The OLD HAWAI’I GOOGLE EARTH PROJECT is run by the Behavioral Sciences Program and Service Learning Program at Chaminade University of Honolulu.  The lead Investigators are Dr. Richard Bordner (Anthropology/Geography) and Candice Sakuda (I’olani School)

The goal of the project is to embed pre-European and historic place names, old photographs, old maps and traditional place-based stories from a number of publically-available sources into Google Earth for public education and to increase public awareness of Hawai’i’s past.  Members, largely students, both research, validate and input data based on either categories or regions.  Students who work on the project as a Service Learning assignment gain in their ability to work in the Google Earth platform and also learn how to analyze place identity, changing landscapes and various forms of local identity and local history.  The end date for project postings is set at 1959 (statehood).

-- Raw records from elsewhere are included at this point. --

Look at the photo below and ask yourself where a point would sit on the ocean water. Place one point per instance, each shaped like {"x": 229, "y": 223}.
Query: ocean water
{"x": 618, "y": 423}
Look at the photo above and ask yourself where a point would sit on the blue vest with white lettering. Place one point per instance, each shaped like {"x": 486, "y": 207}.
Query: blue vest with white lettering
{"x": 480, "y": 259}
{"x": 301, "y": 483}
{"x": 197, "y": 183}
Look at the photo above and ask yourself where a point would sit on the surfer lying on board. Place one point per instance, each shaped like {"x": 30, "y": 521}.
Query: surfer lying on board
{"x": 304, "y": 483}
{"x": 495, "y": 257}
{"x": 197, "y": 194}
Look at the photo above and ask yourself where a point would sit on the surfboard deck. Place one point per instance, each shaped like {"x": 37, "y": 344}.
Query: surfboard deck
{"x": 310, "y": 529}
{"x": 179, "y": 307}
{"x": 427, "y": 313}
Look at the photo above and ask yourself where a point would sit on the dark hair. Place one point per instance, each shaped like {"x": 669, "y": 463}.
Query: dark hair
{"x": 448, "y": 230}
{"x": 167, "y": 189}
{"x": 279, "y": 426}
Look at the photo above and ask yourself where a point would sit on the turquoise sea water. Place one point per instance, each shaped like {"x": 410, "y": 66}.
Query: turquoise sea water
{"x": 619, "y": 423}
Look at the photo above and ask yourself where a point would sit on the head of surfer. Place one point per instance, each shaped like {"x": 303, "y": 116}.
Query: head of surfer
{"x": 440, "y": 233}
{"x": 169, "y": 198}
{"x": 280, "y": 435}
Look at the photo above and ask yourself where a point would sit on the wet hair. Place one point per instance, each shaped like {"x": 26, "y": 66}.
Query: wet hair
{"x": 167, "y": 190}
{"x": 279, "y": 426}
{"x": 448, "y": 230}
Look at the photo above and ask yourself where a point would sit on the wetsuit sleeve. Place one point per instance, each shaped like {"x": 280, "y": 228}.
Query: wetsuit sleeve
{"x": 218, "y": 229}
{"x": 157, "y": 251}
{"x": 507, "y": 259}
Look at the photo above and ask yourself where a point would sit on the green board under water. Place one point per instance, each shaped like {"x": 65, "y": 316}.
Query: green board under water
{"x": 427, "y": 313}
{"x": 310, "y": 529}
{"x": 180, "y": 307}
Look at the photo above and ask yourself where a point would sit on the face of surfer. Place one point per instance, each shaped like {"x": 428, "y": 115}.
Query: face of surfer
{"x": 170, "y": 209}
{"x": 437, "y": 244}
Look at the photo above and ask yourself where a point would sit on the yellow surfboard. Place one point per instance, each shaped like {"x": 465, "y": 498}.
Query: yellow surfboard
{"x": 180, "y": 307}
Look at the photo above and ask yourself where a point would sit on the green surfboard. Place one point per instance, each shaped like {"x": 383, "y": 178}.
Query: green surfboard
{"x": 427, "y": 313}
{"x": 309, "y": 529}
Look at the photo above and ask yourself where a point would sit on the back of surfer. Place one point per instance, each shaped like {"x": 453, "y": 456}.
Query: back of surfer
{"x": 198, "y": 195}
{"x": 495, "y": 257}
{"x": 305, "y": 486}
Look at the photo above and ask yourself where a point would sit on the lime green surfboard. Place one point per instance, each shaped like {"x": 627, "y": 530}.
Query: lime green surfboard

To date (late 2022) we have entered in the ahupua’a boundaries for all islands; all named places (from USGS 1950s maps) for all islands; all of Bennett’s Kaua’i sites (Archaeology of Kauai 1931); all of Sterling’s Maui sites (Sites of Maui 1998); all of McAllister’s Kaho’olawe sites (Sites of Kahoolawe 1933); all of Reinecke’s Hawai’i Island sites (Survey of Hawaiian Sites 1930/1999); all of Hudson’s East Hawai’i Island sites (Survey of Hawaiian Sites 1933 ms) and now all of Sterling & Summers’ O’ahu sites (Sites of Oahu 1978). As an offshoot of the Palolo-Pukele Project we are starting to pursue the same mapping of Land Court Award testimony and boundaries for the District of Lahaina, Maui and the Pearl Lochs region of O’ahu (now more commonly called Pearl Harbor). The partial (we are still actively working on this section) kmz files are available below.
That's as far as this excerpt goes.